Eoneguski, or, The Cherokee Chief: A Tale of Past Wars is one of the first novels to be written by a North Carolinian and set in North Carolina. The novel begins with a history of the era between the Revolutionary War and the War of 1812 and ends with the removal of the Cherokee in 1838. Robert Strange (1796-1854) gathered material for the book during his tenure as a United States superior court judge, during which time he rode a circuit in the North Carolina mountains. In North Carolina, Strange took down the stories that would shape the novel and met many individuals, white and Native American, who would become loosely fictionalized characters in the work. These characters include Yonaguska, or Drowning Bear, the principal chief of the Cherokee who remained in North Carolina after removal. Yonaguska became the basis for the novel's title character. In addition, the central white family, the Aymors, is drawn from the colonial family of Robert Love, a Revolutionary War hero who led American expeditions against the Cherokee. Strange did not attempt, however, to disguise the name of Yonaguska's sometime nemesis John Welch; his name, if not the majority of his actions, appear unchanged in the novel.

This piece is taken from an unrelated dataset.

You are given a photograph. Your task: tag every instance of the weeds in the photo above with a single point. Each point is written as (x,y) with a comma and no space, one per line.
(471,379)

Strange came to appreciate Cherokee history and culture at the same time he grew disgusted with what he considered the rough, uncivilized nature of white mountain settlers and their treatment of the Cherokee. Strange uses biting satire in his depictions of white groups gathering in Waynesville to drink and gamble. Strange reserves his harshest criticism, however, for Andrew Jackson and other federal and state officials who, in Strange's view, repay Eoneguski's and the Cherokee's loyalty to the Americans during the War of 1812 with treachery, that is, forcing them to leave their homeland.

The novel is written in the genre of frontier Native American romances, made famous by James Fenimore Cooper's five Leatherstocking Tales (1823-1841) and William Gilmore Simms' The Yemassee: A Romance of Carolina (1835). Like Cooper and Simms, Strange crafts a complex plot of interconnected characters, epic journeys across the wilderness, recollections of great battles, and fateful romances between Indians and whites. Even more than Cooper and Simms, Strange presents a sympathetic portrait of the Native Americans and deals with contemporary Native American issues. Strange, however, lacked Cooper and Simms' popularity, and his novel enjoyed none of the success of their works. In fact, given what he feared would be a hostile reaction to his novel, Strange ceased publication after only the first printing.

Works Consulted: Biographical Sketches of Distinguished American Lawyers (New York: John Livingston, 1852); Walser, Richard, "Senator Strange's Indian Novel," North Carolina Historical Review, 26 (January 1949): 1-27.